Becoming Digital serves as an introduction to the impacts of digital technologies on our built environment and the power inequities they often entangle. Technologies from ‘smart’ objects to ‘smart’ cities are reshaping our world and our selves at an accelerated pace — radically affecting our homes, workplaces, streets, and neighborhoods. Often, the effects of these transformations are hidden from clear view, occurring in the black box of the algorithm or the board room. This invisibility leads to the misperception that the data and algorithms that underpin digital technologies are neutral or objective; however, it is quite the opposite, as they are entangled with the same systems of oppression and discrimination that disproportionately harm BIPOC communities, those living with low income, and the most vulnerable among us in other aspects of society.

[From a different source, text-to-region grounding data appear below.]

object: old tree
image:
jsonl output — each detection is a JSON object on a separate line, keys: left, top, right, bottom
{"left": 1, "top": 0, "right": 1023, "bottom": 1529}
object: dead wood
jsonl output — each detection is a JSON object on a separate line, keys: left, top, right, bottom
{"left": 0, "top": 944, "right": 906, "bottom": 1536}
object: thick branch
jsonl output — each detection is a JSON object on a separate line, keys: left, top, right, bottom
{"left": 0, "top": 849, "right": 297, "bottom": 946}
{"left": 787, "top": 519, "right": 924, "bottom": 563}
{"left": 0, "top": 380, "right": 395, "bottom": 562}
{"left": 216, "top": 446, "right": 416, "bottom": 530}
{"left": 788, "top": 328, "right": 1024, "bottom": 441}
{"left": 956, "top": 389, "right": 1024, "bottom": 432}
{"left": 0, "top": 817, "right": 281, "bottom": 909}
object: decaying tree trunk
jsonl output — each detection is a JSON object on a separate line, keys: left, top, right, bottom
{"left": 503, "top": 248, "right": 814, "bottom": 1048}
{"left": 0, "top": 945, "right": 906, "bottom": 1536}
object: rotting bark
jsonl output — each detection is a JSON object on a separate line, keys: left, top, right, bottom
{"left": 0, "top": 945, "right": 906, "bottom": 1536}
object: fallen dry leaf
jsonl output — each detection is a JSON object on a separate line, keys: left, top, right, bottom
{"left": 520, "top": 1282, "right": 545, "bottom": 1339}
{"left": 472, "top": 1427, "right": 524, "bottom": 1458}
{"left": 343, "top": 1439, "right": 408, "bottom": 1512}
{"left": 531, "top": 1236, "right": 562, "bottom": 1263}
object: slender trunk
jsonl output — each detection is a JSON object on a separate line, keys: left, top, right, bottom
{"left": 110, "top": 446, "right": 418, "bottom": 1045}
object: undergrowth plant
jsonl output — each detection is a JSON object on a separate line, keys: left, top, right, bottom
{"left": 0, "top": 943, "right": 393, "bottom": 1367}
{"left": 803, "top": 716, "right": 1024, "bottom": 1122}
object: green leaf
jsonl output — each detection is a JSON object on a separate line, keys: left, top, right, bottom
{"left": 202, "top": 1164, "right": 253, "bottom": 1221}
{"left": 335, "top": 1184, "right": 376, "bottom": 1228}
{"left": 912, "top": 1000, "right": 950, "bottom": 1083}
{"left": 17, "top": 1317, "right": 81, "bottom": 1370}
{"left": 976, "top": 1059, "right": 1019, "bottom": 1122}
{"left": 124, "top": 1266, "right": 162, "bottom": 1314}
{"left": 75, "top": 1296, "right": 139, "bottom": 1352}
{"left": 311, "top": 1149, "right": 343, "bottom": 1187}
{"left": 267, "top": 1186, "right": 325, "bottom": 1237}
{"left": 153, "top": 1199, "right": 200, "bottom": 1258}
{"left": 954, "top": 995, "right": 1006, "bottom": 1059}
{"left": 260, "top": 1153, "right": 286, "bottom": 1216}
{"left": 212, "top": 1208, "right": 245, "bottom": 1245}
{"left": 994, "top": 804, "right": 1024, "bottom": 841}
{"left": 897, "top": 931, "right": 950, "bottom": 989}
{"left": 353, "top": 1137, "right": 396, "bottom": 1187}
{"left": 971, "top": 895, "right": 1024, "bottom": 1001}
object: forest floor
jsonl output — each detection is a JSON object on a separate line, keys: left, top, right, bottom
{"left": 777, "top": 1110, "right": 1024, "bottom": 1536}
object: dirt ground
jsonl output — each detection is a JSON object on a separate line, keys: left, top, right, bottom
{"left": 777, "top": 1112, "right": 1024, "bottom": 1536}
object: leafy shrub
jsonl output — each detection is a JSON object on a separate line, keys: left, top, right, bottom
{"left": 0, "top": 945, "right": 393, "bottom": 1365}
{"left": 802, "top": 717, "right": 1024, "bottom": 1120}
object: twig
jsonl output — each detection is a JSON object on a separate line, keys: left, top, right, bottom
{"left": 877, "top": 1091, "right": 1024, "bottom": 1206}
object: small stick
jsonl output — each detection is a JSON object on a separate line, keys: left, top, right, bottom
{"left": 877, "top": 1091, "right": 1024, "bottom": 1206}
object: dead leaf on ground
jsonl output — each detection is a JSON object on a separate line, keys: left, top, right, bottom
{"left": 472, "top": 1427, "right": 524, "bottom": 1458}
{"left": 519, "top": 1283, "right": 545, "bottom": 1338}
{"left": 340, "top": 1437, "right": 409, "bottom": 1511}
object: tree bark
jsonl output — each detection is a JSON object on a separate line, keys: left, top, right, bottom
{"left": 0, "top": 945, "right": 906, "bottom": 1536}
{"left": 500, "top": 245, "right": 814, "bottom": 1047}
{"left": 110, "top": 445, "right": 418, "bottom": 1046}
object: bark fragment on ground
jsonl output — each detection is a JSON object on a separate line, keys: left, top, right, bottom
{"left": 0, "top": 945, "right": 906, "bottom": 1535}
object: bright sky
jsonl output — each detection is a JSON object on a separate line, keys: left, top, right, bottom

This course introduces students to the histories and principles that structure digital technologies and the ethical dilemmas they often pose, and endeavors to more deeply understand the benefits and risks of the digital for the built environment. Students will gain digital literacy — characterized by a broad understanding of how technology works, its inherent biases and power structures, and its effect on people — with a commitment to a more healthful, equitable, and just world strengthened by design.
This course will be held synchronously online and use Zoom, Miro, and Google Classroom. Course components include lectures, reading discussions, guest presentations, screenings, and small-group workshops. Example topics include machine learning, software, the internet of things, automation, and networked cities.
This course is cross-listed with ARCH 411. Undergraduate students should register for ARCH 411.